# no sound is coming out my DEQ 2496



## gigone (Jul 17, 2010)

I hope you're are going to excuse my super-newbie question.

After having fiddle with my DEQ 2496 now I'm incurred in this situation: the equalizer does process the sound coming from my ECM 8000 but nothing is getting out my speakers but the pink noise internally produced...

The system is hooked in the following way: blu ray player - Yamaha RX-V765 (from the Pre-out plugs) - Behringer DEQ 2496 - AERON A7.

The Behringer is receiving the signals from the main input as I can cleary see the meeters moving according to the music but nothing is coming out the speakers.
I'm sure that I messed up with some parameters that are "muting" the output plugs of my behringer.

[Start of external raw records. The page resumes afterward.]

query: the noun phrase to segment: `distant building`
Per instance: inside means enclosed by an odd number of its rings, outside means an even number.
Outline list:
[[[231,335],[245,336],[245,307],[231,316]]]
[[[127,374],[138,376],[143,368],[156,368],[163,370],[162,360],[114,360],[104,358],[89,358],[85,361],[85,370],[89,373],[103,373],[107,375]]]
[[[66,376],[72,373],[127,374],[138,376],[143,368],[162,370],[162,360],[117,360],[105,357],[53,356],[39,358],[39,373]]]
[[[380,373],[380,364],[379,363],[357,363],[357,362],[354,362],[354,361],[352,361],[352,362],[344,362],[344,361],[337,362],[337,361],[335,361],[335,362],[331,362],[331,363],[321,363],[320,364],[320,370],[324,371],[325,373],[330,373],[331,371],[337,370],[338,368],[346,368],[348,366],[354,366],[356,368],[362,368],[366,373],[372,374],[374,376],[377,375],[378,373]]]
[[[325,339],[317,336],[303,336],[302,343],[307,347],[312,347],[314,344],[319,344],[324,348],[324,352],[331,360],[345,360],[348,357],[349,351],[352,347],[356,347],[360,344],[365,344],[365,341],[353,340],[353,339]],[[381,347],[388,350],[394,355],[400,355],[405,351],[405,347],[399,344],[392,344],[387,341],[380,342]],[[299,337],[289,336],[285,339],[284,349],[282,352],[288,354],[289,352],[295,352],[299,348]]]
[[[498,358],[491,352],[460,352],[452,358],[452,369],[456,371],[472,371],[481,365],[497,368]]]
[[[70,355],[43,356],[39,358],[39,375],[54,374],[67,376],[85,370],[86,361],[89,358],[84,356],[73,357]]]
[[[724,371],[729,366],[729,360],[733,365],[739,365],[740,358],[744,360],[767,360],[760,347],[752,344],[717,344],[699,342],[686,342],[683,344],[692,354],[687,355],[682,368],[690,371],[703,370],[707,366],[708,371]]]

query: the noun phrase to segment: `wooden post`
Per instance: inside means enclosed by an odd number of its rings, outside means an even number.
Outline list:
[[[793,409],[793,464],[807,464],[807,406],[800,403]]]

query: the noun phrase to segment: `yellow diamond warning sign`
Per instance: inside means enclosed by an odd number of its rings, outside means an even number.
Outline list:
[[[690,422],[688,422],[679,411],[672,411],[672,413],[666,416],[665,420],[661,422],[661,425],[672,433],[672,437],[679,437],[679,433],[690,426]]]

I would really appreciate any help.

Luigi
ITALY


----------



## Wayne A. Pflughaupt (Apr 13, 2006)

Never used one of these, but I’d suggest checking the I/O menu of the Utility Menu. See P. 13 of the manual.

Regards,
Wayne


----------



## gigone (Jul 17, 2010)

I've tried to fiddle with that menu but with no luck.
The thing that is most astonishing is the fact that even with the unity turned off the speakers are not working.... :-?


----------



## cast55 (Dec 30, 2010)

If you think you have screwed up the settings, you can restore the original factory data as follows:

1) press [memory]
2) rotate the big knob until item 0 - initial data is displayed
3) press * (recall preset)
4) press  (OK)
5) press [I/O]
6) on I/O page 1, make sure that the input corresponds to the input you are using
7) on I/O page 2, make sure that the output corresponds to the output you are using

-Sean*


----------